The first securitization transactions in Israel took place a few years ago, mostly in the mortgage sector. The first part of this paper will focus on the securitization of mortgages and will also explain the problems characteristic of such transactions. The second part of this paper describes the standard structure of securitization transactions in Israel, analyzes them from a legal perspective, and addresses additional questions, such as registration and notice to borrowers. The third part of this paper deals with an issue of great practical significance: the need to register the SPV as a mortgagee in order to perfect the mortgage.
Securitization is seen in Israel in two other areas. First, automobile leasing companies and local governments have recently started securitizing their accounts receivables. Leasing companies lease various assets, mainly cars, in consideration of monthly payments by the lessees, for an average period of three to five years. Several leasing companies started to securitize this indebtedness. This securitization takes place through an SPV. The SPV creates a buffer between the leasing company and the investors. The competition in the leasing industry in Israel is fierce, and a leasing company might face financing problems if it is unable to lease all of its fleet. These problems do not affect the SPV, which is not exposed to the company’s general business operations; the SPV only acquires the rights that the leasing company has against existing customers. At the end of 2004, a small leasing company collapsed after the controlling shareholder embezzled the money he had received from lessees, which the leasing company was supposed to hold in trust for the SPV. This affair exposed the need for appropriate monitoring and slowed down the securitization process in the leasing industry. The investors, however, did not suffer any materially adverse effect and continued to receive the leasing fees paid by lessees thereafter.

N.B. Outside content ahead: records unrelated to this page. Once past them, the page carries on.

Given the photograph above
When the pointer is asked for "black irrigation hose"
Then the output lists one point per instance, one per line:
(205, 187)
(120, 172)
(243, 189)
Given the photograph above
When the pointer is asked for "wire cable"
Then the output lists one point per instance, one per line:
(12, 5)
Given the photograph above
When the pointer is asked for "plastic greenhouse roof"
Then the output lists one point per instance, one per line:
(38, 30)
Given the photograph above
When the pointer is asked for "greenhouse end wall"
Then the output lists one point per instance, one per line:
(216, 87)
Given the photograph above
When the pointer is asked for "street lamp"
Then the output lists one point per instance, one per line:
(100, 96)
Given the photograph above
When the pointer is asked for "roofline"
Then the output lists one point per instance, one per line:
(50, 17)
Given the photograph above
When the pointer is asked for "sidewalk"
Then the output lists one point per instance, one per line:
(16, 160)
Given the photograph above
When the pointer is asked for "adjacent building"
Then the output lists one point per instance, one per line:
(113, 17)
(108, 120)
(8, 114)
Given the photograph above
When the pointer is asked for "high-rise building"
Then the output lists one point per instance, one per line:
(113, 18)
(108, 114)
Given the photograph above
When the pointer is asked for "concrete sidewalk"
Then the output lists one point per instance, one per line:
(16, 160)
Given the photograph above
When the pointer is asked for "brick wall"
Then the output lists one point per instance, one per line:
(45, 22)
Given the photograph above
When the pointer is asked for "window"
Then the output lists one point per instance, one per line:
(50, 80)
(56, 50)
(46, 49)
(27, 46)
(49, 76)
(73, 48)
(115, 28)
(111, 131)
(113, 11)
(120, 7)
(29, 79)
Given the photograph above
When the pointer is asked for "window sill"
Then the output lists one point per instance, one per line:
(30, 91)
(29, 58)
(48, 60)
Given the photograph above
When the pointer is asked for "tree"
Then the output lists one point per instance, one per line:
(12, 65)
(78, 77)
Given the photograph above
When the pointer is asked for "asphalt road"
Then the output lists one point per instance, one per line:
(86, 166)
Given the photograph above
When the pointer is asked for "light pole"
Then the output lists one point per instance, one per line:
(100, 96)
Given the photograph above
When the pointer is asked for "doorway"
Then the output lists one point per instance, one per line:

The second sector in which securitization transactions have become popular in Israel is local government. The local government initiates development programs and then requires financing that exceeds the income it generates from both taxes and the contribution of the central government. Until recently, the exclusive source of financing used in these cases was loans from commercial banks. A few years ago, many local governments encountered financial difficulties, causing the banks to increase their interest rates. Consequently, the local governments started to raise money on the capital market. A strong local government can issue municipal bonds without collateral. Several local governments have recently securitized their income from the municipal tax revenue expected over the next few years, or on the future income from real estate, such as parking lots. Once local governments discovered this alternative method of financing, the banks reduced their interest rates almost immediately.1
As noted, securitization only started in Israel a few years ago. The relevant legislation is scarce, and most problems that emerge in this field must therefore be resolved through the general body of law. The most important law in this context is the 1969 Transfer of Obligations Law. There is still no case law addressing securitization, except for one case relating to the securitization of rights against lessees of automobiles.2 The securitization transactions that took place in Israel in the last few years were not as complex as those implemented in other countries. The Tel Aviv Stock Exchange has yet to issue debentures or shares of SPVs. When SPVs were being created, the players did not raise money from the general public through the stock exchange, but rather from institutional investors through private channels. It seems, however, that the first public issuance in the mortgage sector is forthcoming.